The saga of battle-weary fighters and their campaign against an invading, parasitic alien army continues with “Resistance 3,” a first-person shooter that covers all of that gaming genre’s basics but feels a bit redundant otherwise.

“Resistance 3” is the third installation in the standout series from Insomniac Games. A ragtag but well-armed collection of human survivors in revisionist 1957 is trying to outwit and outshoot the Chimerans, big mean aliens of the usual glowing-eyed variety. There are bosses and battles and melee attacks and a good selection of weaponry. So the essentials are all there.

Still, I was left wanting more.

The graphics looked flat, and even the character movements, both in live action and cut scenes, felt corny and not up to speed with other top-shelf FPS titles. The boss battles were a little too easy even on the “normal” difficulty setting. Moreover, I felt I had seen all of this before. The debris-strewn city street battles. The ramshackle barn encounter. All of it.

Some of the close- quarters hallway and corridor battles weren’t too far removed from a dusty old version of “Doom,” and that is awfully long in the tooth as a gaming reference point.

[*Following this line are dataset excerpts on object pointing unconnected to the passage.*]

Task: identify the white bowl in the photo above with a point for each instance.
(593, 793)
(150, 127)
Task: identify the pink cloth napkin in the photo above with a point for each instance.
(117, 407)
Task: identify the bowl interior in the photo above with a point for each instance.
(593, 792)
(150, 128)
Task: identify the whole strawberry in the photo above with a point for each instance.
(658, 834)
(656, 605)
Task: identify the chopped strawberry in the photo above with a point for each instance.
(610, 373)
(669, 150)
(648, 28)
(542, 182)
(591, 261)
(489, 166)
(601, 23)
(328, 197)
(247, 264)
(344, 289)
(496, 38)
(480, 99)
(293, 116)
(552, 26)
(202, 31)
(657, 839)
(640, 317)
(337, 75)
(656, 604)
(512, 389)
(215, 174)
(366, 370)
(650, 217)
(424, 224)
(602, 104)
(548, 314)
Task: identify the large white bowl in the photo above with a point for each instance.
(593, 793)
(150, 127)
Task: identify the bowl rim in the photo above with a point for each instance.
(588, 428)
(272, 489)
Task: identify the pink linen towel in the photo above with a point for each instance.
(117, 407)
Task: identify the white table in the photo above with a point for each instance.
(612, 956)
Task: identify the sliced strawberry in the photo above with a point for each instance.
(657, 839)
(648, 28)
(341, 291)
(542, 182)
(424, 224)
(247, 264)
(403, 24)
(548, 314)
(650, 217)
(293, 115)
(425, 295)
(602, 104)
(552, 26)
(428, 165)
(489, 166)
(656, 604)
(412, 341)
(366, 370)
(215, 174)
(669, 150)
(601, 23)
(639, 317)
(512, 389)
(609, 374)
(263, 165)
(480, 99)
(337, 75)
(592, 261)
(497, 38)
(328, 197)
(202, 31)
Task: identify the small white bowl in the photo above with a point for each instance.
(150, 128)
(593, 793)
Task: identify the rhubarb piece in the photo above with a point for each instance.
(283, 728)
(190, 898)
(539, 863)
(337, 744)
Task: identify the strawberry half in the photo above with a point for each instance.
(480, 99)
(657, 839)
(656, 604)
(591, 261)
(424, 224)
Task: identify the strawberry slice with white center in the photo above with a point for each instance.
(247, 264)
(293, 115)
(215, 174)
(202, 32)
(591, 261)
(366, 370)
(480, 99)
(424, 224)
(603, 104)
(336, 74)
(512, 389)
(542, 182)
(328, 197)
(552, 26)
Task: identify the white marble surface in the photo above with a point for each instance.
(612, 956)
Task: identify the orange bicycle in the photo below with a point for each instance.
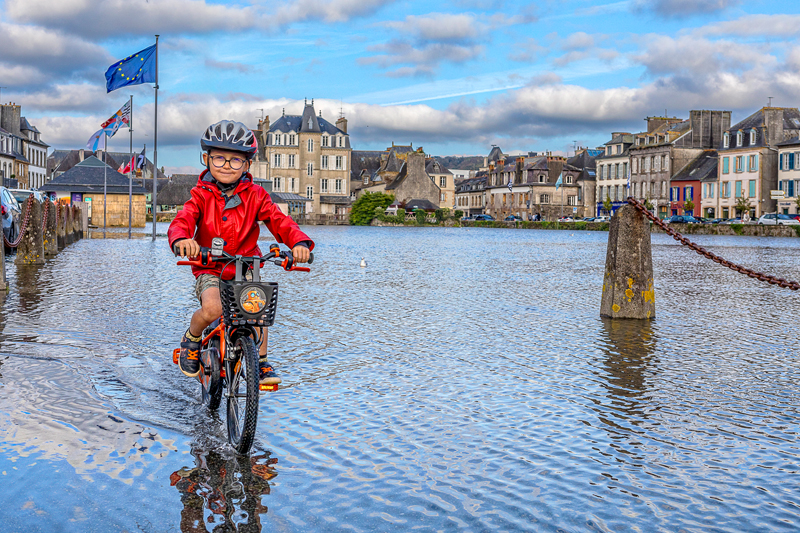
(230, 344)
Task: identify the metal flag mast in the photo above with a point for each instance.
(130, 171)
(155, 152)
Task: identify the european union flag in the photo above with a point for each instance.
(133, 70)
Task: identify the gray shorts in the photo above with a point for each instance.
(206, 281)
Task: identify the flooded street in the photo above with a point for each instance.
(462, 381)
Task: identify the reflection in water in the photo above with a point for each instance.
(223, 492)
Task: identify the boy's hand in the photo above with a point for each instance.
(300, 254)
(187, 248)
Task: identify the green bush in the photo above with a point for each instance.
(366, 208)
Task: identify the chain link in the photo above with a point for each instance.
(772, 280)
(24, 226)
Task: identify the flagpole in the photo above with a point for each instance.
(130, 170)
(155, 152)
(105, 179)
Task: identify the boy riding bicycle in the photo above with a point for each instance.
(225, 203)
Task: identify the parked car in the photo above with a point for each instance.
(22, 194)
(10, 213)
(682, 219)
(782, 220)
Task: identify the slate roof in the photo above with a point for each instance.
(87, 177)
(703, 167)
(427, 205)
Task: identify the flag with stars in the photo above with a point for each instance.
(133, 70)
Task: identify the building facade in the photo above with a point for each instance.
(612, 173)
(308, 156)
(748, 166)
(789, 175)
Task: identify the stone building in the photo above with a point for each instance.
(308, 156)
(789, 175)
(444, 179)
(23, 142)
(612, 172)
(668, 145)
(748, 166)
(84, 182)
(470, 195)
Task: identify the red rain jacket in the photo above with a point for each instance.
(206, 216)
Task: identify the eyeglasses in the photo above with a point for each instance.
(235, 162)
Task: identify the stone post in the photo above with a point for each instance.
(628, 282)
(31, 248)
(69, 231)
(61, 237)
(50, 239)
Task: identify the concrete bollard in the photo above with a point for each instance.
(61, 235)
(69, 232)
(50, 231)
(31, 248)
(628, 282)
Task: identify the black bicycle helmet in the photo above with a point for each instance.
(229, 135)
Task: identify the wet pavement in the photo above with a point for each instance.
(462, 381)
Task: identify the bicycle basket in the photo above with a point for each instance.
(248, 302)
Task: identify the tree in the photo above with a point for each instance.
(607, 205)
(364, 209)
(743, 205)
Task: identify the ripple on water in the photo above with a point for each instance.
(463, 380)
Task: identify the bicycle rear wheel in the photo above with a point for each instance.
(242, 376)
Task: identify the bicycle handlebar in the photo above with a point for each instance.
(276, 256)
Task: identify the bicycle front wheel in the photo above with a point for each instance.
(243, 395)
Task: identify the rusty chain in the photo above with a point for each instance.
(772, 280)
(24, 226)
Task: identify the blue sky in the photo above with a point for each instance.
(453, 77)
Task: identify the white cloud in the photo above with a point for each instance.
(684, 8)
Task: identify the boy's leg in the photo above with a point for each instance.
(266, 374)
(207, 290)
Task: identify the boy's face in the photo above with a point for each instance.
(226, 174)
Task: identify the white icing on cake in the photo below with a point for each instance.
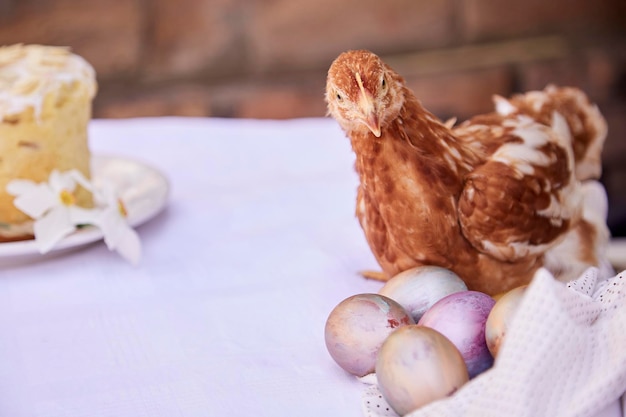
(29, 72)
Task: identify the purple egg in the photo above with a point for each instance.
(461, 318)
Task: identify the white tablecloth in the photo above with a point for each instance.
(225, 314)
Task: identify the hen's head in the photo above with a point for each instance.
(362, 92)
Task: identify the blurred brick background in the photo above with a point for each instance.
(268, 58)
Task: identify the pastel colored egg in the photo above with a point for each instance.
(417, 365)
(358, 326)
(417, 289)
(461, 318)
(500, 317)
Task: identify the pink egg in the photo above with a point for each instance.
(358, 326)
(461, 318)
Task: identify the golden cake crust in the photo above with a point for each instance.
(45, 107)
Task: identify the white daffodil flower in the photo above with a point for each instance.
(52, 205)
(112, 220)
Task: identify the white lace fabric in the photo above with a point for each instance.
(564, 356)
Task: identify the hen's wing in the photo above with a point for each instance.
(587, 128)
(524, 197)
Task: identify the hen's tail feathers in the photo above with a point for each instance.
(586, 244)
(587, 126)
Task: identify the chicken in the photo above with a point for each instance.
(493, 199)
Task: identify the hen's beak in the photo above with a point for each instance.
(368, 109)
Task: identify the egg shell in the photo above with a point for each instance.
(461, 317)
(357, 327)
(417, 365)
(500, 317)
(417, 289)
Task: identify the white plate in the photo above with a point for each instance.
(143, 189)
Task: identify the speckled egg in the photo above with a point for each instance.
(461, 318)
(357, 327)
(417, 289)
(499, 318)
(417, 365)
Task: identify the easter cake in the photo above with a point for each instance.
(46, 94)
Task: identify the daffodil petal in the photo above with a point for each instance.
(119, 236)
(80, 179)
(36, 201)
(51, 228)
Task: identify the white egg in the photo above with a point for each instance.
(417, 289)
(358, 326)
(417, 365)
(500, 317)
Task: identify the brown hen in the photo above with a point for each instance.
(492, 199)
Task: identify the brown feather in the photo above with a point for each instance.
(487, 199)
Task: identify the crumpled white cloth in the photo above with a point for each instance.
(565, 356)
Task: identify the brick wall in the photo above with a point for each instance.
(268, 58)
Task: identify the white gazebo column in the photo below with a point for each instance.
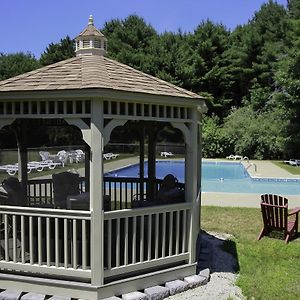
(96, 193)
(192, 174)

I even got my character stuck in a small attic with no way out.

The best moments came not when I was crouching behind cars and taking sniper shots at a distant Chimeran outpost. Instead, they were the moments on a small boat defending against Grims, slimy-looking aliens that leaped aboard to rake at me violently with their long limbs. They are gruesome toothy beasts, and it is frightening when they are coming at you from all angles.

The Brawler boss was also a big task to defeat. It is a hulking beast, more than twice the height of my human protagonist, Joseph Capelli, a soldier who is partially immune to the Chimeran virus. The Brawler rushed at me and took vicious swipes with its huge fists, inflicting major damage. My best approach was to run backward and take aim at glowing-red heat plates on his body, damaging them and weakening his defenses before he thumped the life out of me.

But in between those flourishes of fun, there’s a lot of routine running around while shooting and ducking and chucking grenades. It just felt a little pedestrian at times, without enough variety in the skirmishes.

“Resistance 3” is an average addition to an above-average games series.